Desert

The Desert in Me

In Fiction by

I was going to be a desert.

They’d designed this recliner for conductivity, not comfort. I lay down, feeling cold alloy through my shift because it was either “rehabilitation” or relocation.

“Where did they assign you for Environment Week?” the guard asked.

“I don’t remember.” It was twenty years ago. You turn eighteen, and they ship you off to be part of the landscape, literally, for an entire week. Happy goddamn birthday.

“Hmph.” Cold gel on my temple. “It’s important to remember how our actions change the planet, you know. One month will do you good.” The guard’s sincerity made me want to scream.

The electrodes connected.

I was drying out from the inside. The thought of ungluing my lips, letting air corrode my throat, was too much. So I waited and let it happen and then I blinked.

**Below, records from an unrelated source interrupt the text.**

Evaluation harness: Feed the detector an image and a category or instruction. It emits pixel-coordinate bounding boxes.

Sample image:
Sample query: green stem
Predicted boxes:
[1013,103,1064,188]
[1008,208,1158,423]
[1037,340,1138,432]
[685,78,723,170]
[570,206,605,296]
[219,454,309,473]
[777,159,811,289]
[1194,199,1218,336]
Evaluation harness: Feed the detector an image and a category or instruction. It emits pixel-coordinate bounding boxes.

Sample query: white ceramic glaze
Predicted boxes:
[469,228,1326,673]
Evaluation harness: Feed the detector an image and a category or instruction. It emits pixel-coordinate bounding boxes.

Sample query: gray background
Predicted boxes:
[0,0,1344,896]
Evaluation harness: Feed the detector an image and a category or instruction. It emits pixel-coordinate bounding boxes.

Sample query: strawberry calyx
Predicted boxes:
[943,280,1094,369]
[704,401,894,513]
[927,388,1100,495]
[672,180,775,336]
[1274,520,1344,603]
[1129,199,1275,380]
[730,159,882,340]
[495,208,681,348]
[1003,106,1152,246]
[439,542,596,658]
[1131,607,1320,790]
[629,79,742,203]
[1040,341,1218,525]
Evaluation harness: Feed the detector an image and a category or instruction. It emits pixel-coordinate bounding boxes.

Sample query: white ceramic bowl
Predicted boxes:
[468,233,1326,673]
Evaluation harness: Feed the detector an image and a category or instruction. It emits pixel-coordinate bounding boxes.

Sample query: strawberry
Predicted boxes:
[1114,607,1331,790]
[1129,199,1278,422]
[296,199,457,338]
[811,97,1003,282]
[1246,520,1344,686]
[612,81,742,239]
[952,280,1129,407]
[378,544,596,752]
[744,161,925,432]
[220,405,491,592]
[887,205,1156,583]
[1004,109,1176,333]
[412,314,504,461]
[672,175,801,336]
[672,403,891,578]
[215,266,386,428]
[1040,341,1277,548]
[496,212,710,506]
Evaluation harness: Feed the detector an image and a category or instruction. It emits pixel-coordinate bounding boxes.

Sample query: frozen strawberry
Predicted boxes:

I was miles of dust crisscrossed with buried riverbeds. We’d drained the aquifers, so there were no oases in me. Nothing at all, except red fire ants and the heat. My surface was baking.

No, I wouldn’t let go yet. My skin cracked open, insects drifted between my pores. I was supposed to put this miserable ecosystem before myself? Screw that. I’d take all the long hot showers I wanted. My thoughts went in tight, angry circles. I lost count of the days. One after another, all the same, trying to change me.

And then, one cool silent night, the air hinted at moisture. Oh god. I had come to terms with my dryness by forgetting wet.

I moaned.

“Are you okay?”

No, I’m not okay, I’m a desert. But I couldn’t say that to a person who was an air current flecked with sea salt. “I’m holding up.”

“Happy birthday!”

I chose not to tell my new friend I was a thirty-eight-year-old criminal. “Thank you.”

Their winds ruffled my expanse, which was unperturbed by tiny skulls and the remnants of saguaro. Some said that murderers and rapists were left to wallow there forever. But I hadn’t heard any voices from them, so maybe not.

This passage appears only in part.